9 Packet Flows and ECMP Load Balancing
9.1 Overview
This chapter provides a deep dive into how packets flow through our network, how 5-tuple hashing works at both underlay and overlay layers, and how load balancing is achieved end-to-end.
Note: For definitions of terms used in this chapter, see the Glossary.
9.2 The 5-Tuple
The 5-tuple consists of: 1. Source IP address 2. Destination IP address 3. Source port 4. Destination port 5. Protocol (TCP, UDP, etc.)
This 5-tuple is used for: - Underlay ECMP: Distributing traffic across multiple physical paths - Overlay load balancing: GENEVE UDP source port selection for better distribution
9.3 Packet Flow: VM to VM (Step-by-Step)
9.3.1 Scenario
- VM-A on Server-1 (loopback: 10.0.1.11/32) wants to reach VM-B on Server-2 (loopback: 10.0.2.22/32)

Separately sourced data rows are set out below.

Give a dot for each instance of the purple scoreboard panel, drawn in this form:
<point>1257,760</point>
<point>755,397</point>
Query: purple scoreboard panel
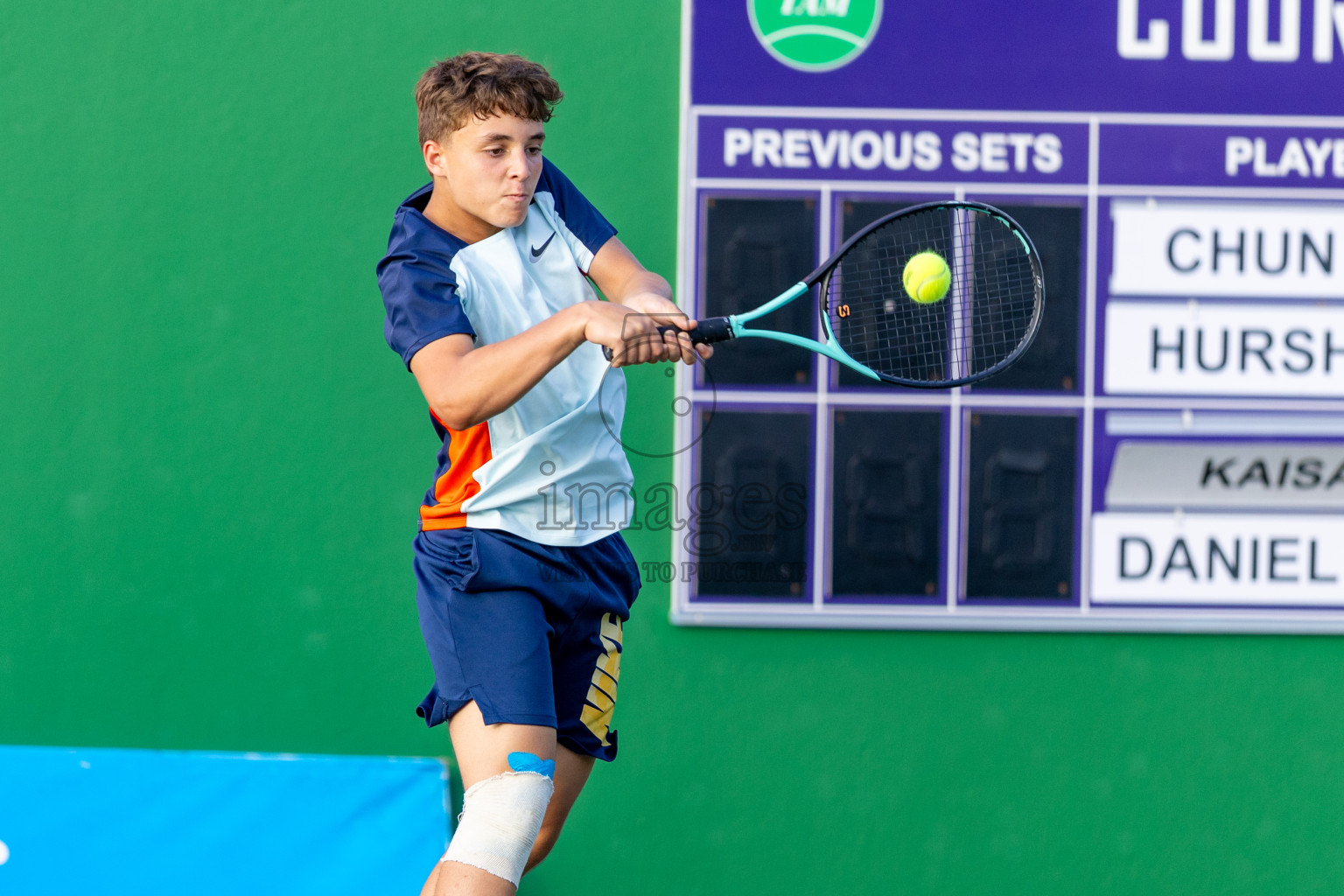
<point>1168,456</point>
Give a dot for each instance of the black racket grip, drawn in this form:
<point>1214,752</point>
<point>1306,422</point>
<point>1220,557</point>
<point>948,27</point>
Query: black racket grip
<point>715,329</point>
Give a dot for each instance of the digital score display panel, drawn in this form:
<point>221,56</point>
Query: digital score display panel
<point>1168,456</point>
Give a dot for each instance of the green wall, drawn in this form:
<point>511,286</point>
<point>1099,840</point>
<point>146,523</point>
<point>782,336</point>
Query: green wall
<point>211,468</point>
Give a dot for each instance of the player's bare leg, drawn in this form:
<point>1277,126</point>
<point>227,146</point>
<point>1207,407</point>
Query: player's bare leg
<point>571,771</point>
<point>483,752</point>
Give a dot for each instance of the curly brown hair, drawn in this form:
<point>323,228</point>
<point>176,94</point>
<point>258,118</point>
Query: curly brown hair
<point>481,85</point>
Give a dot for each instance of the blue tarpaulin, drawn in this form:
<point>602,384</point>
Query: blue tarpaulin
<point>138,822</point>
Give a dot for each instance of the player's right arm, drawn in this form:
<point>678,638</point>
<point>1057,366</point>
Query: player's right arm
<point>466,384</point>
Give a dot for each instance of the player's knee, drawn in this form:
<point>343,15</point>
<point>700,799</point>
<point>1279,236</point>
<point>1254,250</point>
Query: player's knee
<point>501,818</point>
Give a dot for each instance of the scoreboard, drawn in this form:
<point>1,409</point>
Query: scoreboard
<point>1168,456</point>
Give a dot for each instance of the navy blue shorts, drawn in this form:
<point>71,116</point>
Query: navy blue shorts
<point>529,632</point>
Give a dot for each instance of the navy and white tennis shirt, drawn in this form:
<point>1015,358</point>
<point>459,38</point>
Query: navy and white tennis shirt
<point>549,468</point>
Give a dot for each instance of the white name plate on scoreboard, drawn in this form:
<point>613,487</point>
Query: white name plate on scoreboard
<point>1210,348</point>
<point>1218,559</point>
<point>1183,248</point>
<point>1258,476</point>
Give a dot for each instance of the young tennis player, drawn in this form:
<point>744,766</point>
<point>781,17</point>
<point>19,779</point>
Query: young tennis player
<point>522,592</point>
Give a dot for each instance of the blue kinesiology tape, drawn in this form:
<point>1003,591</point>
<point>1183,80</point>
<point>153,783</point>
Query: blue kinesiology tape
<point>531,762</point>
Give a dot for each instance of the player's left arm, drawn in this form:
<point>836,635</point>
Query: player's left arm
<point>621,278</point>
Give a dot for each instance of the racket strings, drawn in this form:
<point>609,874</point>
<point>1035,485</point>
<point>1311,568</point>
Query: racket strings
<point>983,318</point>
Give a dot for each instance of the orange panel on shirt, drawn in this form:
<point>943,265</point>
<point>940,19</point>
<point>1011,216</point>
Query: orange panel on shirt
<point>468,451</point>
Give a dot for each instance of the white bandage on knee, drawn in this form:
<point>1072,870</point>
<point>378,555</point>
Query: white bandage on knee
<point>500,820</point>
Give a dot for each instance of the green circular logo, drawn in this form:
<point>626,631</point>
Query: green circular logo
<point>815,35</point>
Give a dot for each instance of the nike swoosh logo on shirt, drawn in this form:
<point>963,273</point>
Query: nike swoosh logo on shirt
<point>536,253</point>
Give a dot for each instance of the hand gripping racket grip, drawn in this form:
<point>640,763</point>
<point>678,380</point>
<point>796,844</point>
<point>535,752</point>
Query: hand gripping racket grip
<point>715,329</point>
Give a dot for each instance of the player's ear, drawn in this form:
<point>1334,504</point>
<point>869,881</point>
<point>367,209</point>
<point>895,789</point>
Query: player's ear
<point>436,158</point>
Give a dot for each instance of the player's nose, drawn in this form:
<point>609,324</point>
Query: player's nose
<point>518,164</point>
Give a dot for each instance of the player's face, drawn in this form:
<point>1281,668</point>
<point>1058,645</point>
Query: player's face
<point>486,172</point>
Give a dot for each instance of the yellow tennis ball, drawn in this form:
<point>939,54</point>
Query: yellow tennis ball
<point>927,277</point>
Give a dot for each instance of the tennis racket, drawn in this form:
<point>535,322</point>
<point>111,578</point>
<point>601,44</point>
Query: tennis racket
<point>984,321</point>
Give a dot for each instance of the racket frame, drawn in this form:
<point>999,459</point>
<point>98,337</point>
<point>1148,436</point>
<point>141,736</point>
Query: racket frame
<point>820,278</point>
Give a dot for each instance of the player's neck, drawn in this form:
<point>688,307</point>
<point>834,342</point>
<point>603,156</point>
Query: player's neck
<point>445,213</point>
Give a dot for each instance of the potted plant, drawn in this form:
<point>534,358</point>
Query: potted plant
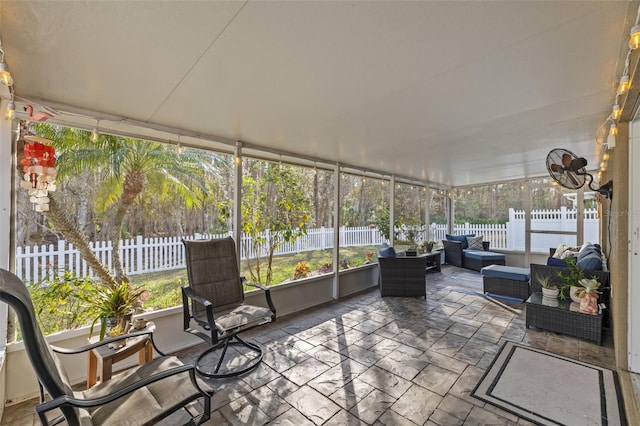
<point>428,245</point>
<point>114,307</point>
<point>588,294</point>
<point>571,280</point>
<point>549,289</point>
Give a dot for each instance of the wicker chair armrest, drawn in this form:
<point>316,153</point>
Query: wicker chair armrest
<point>86,348</point>
<point>189,294</point>
<point>452,252</point>
<point>67,400</point>
<point>267,293</point>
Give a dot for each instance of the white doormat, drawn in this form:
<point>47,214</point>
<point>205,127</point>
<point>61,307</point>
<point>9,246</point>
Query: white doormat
<point>549,389</point>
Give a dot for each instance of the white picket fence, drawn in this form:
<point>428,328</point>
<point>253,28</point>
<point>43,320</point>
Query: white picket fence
<point>143,255</point>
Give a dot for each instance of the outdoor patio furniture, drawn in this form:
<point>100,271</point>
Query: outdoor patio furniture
<point>214,300</point>
<point>508,281</point>
<point>457,255</point>
<point>403,276</point>
<point>141,396</point>
<point>560,316</point>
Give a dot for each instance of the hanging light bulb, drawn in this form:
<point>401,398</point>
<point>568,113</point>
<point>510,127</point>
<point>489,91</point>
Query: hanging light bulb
<point>634,41</point>
<point>611,139</point>
<point>616,112</point>
<point>10,111</point>
<point>5,75</point>
<point>95,134</point>
<point>623,86</point>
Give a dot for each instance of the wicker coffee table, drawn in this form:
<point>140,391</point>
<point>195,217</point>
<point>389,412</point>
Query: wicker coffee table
<point>563,318</point>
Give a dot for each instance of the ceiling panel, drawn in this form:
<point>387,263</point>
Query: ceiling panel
<point>452,92</point>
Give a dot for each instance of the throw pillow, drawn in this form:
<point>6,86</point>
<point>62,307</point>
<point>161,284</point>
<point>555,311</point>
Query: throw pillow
<point>461,238</point>
<point>386,251</point>
<point>590,257</point>
<point>563,251</point>
<point>554,261</point>
<point>475,243</point>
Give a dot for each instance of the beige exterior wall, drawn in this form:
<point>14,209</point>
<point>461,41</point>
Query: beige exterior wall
<point>615,237</point>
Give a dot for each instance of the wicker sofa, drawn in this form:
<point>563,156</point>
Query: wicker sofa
<point>539,271</point>
<point>403,276</point>
<point>456,255</point>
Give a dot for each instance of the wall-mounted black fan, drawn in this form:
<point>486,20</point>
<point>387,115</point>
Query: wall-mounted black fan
<point>569,171</point>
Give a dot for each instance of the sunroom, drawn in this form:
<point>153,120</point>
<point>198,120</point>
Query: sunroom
<point>426,113</point>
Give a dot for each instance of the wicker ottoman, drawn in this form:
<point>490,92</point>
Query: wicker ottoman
<point>507,281</point>
<point>478,259</point>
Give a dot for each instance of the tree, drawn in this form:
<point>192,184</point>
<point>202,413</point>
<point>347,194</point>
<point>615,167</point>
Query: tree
<point>127,166</point>
<point>276,206</point>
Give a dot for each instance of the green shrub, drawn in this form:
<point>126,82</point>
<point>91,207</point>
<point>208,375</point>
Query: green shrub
<point>61,302</point>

- Both servers have 2 × 100G NICs connected to independent A/B fabrics
9.3.2 Step 1: VM Packet Generation
VM-A generates packet:
Src IP: VM-A IP (e.g., 192.168.1.10)
Dst IP: VM-B IP (e.g., 192.168.1.20)
Src Port: 54321 (random)
Dst Port: 80
Protocol: TCP
9.3.3 Step 2: OVN Encapsulation (GENEVE)
OVN/OVS encapsulates the packet in GENEVE:
Outer Header (GENEVE):
Src IP: 10.0.1.11 (Server-1 loopback / TEP)
Dst IP: 10.0.2.22 (Server-2 loopback / TEP)
Src Port: 45678 (random, unique per flow)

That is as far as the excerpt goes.